Coaches devise rotations based on many factors. The 160 and 200 minutes of high school and college games respectively can be divvied up in an infinite variety of ways.  Coaching philosophies and systems vary tremendously. One might assume that a pressing, fast-breaking team which uses a high number of possessions might very well need a deeper rotation but that’s just an assumption.  If 7 well-conditioned athletes can pull that off, who’s to argue?
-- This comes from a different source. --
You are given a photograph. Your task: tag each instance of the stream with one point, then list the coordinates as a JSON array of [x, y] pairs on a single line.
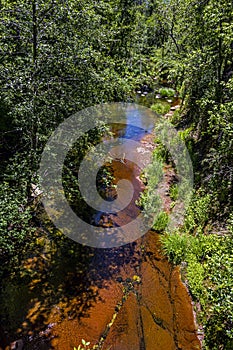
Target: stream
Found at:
[[123, 298]]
So, other than the most conventional rotation of choosing two guards, two forwards and center as one’s starting five- and one guard, one forward and a center as backups, what other ways can coaches utilize their rosters?  After all, when the team was selected or recruited, each player was deemed to have assets that would help the team.  Let’s examine roster analysis:

  • We all think we know after 3-4 weeks of practice who we are inclined to play and why.  Let’s assume that we’re totally correct as we begin our seasons.   However, determining that our 8-player rotation (for example) is how we’ll necessarily go through our entire season seems a little short-sighted.  There are many things that can go wrong with the players in our original rotation and many good things that can happen with the players outside the rotation.
  • Keeping players 9-15 ready to play and motivated is a highly desirable coaching skill.  Those who do this successfully keep the “carrot” out there all the time.  There has to be a desirable reward (what the player wants-not what the coach thinks the player wants) for each player.  For most, it has to be an opportunity to play in the current season or a future season.  For others, it might be an opportunity to play on an achieving team or earning a letter or practical experience for someone who wants to eventually coach themselves.  Whatever the reason, it has to be player-centric.
  • Instead of deciding on a number first (8 for instance), list each player and have the entire staff decide what each player brings to the table.  Perhaps there’s an asset that player possesses that no one else on the roster does.  The term “special situations” might be another way to look at this particular angle. One example would be “tall” situations.  I’ve seen coaches start a player to win the opening tap.  That alone can lead to one extra possession in a game (which could mean the difference).  Another way to use the tall player situationally is defending key baseline and sideline inbounds plays.  There are many other specializations.
  • In the 1970’s, Dean Smith at North Carolina basically played players 11-15 as a unit.  He gave them a special name and they received some notoriety.  They pressed and blitzed and played with a very high level of energy.  They generally played in 2-4 minute shifts.  They were more motivated to practice and contribute than they otherwise would have been.
  • Use analytics to evaluate players.  You might find players who don’t play a lot to have a high per minute rate for points, rebounds, assists, steals or blocks.  High rates can easily get overlooked.  Also, using analytics from charting practices might reveal players achieving at a higher level than previously noticed by the “eye test”.
  • Some coaches don’t want to mess with a rotation after it’s established.  At the other end of the spectrum, there are those who specifically make the start of each week a totally new evaluation period for those who play in games that week.  Then, there are coaches who occasionally have a week when they shake things up for effect.
  • Position-less basketball or “Small Ball” is another way to play players who might otherwise might be buried in a conventional 2 or 3 deep listing.  The thinking here is simple.  Why play two #4 men and perhaps two #5 men, if they’re not effective?  That opens up the rotation for up to four true perimeter players who might be worthy of playing time.  Coaches using “effective” players have opened up their rotations to their full rosters.  

Like any other phase of the game that changes over time, deciding playing rotations shouldn’t be any different.  Keeping an open mind might prove beneficial.